The church contains one storied capital, the second from the back on the right side, which represents the story of Daniel in the Lion’s Den. Daniel in the center, surrounded by lions, raises his hands in a gesture very similar to that of the priest at Mass during the Our Father; the angel, immediately to the right, is the deacon, and the prophet Habakkuk, holding his basket of food under a veil, is the subdeacon holding the paten. The anonymous Romanesque sculptor who did this capital in the second half of the 12th century is known as the Master of Cabestany, so called from a small town near Perpignan, France, where he did a particularly beautiful sculpted tympanum over the door of one of the churches. Well over 100 pieces have been attributed to him and his workshop, in a wide range of places throughout southern France and northern Spain. The presence of three of his pieces in Tuscany suggests that he may have traveled as a pilgrim to Rome, and financed the trip by doing sculptures at various stops along the way. In his time, Sant’Antimo was a very rich and important territorial abbey which governed a large tract of Tuscany, fully able to pay him a good price for his work, as well as a popular stop for pilgrims on the via Francigena.

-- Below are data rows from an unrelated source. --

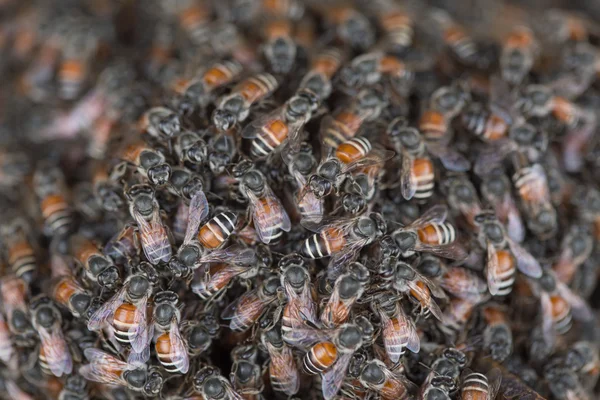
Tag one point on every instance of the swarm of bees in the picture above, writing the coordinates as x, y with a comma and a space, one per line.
298, 199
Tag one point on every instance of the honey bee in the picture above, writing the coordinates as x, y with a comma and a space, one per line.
389, 385
281, 128
497, 335
347, 120
323, 67
145, 210
269, 217
283, 372
476, 386
430, 234
20, 253
107, 369
503, 256
342, 239
211, 385
235, 107
347, 289
54, 355
149, 162
50, 188
245, 311
126, 310
519, 51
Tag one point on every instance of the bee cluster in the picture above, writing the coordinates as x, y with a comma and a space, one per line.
286, 199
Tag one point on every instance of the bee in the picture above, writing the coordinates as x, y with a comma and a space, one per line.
476, 386
323, 67
283, 372
281, 128
108, 369
149, 162
575, 249
126, 310
246, 310
389, 385
370, 68
19, 249
98, 267
347, 289
269, 217
398, 330
211, 385
343, 239
503, 256
497, 335
347, 120
519, 52
235, 107
145, 210
160, 123
50, 188
430, 234
54, 355
531, 184
279, 47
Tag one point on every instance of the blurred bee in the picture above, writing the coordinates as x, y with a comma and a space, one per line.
235, 107
503, 256
342, 240
575, 249
50, 188
160, 123
126, 310
430, 234
149, 162
107, 369
370, 68
531, 185
519, 52
98, 267
476, 386
347, 120
347, 289
145, 210
323, 67
269, 217
281, 128
18, 248
283, 371
245, 311
495, 190
389, 385
211, 385
54, 355
497, 335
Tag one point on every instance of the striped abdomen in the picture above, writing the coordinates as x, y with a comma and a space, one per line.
320, 357
437, 234
323, 244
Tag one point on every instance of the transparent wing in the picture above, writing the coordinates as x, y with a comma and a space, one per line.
334, 376
526, 263
198, 211
107, 310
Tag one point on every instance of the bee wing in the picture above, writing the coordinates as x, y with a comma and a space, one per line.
491, 268
198, 211
526, 263
139, 329
57, 352
107, 310
268, 214
334, 376
179, 354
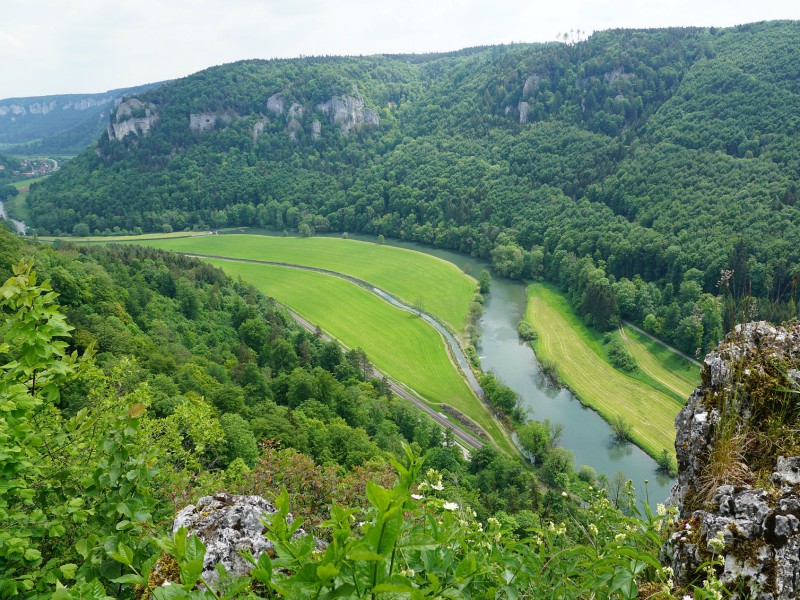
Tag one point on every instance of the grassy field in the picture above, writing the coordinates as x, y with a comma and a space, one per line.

Like many churches of the Romanesque period, the building was designed with pilgrims in mind, creating an itinerary for them to follow which went up the north aisle, through the ambulatory (behind the main sanctuary), to the crypt under the main altar, down the south aisle, and into the nave. Some zoomorphs are therefore also included in the interior, especially on the north side, which represents the dangerous world through which the pilgrim journeys to reach the garden of the church. Here we see bears...
and a centaur with some kind of other monster.
Rams, which in reference to the Biblical episode of the Sacrifice are taken as a symbol of the Eucharistic sacrifice, are placed close to the main altar. (These are also on the north side.)
An inscription cut into the stones of a pillar next to the altar.
The altar seen from behind; of course, when the church was originally built, it would certainly have been covered with a baldachin, and separated from the nave by a rood screen.
Almost nothing remains of the frescos which certainly would have covered most of the walls, apart from this pair of images of the martyr Sebastian and a sainted Pope, possibly Fabian, with whom he traditionally shares his feast day on January 20th. This is in the ambulatory, which also contains a pair of side chapels.
The view down the south aisle as one approaches the entrance to the crypt, which from this point of view is on the right, immediately after the pillar. (The crypt itself is tiny and not very interesting.)
Looking into the main sanctuary after coming out of the crypt.
This view would not of course, be what pilgrims originally saw, since the choir would have been separated from the nave by a rood screen.
A view of the upper gallery; the part of this gallery at the back of the church on the right (above the capital of the Master of Cabestany) was closed up and converted into apartments after the abbey was suppressed in the mid-15th century, and its property given to the diocese of Pienza. The bishops of Pienza used these apartments as a hunting lodge, and since the church was given over to secular use, it was never updated stylistically. 
Back to the ambulatory.
This capital is opposite the one seen above with rams on it; the eagle may be here taken as a symbol of St John the Evangelist.
A holy water font made of two capitals.
These two lions were probably orignally “stylophores”, i.e., set up on the outside of the church to either side of the door as supports for columns, which in turn would have supported a small porch.
A beautiful shot of the abbey seen from the nearby village of Castelnuovo dell’ Abbate.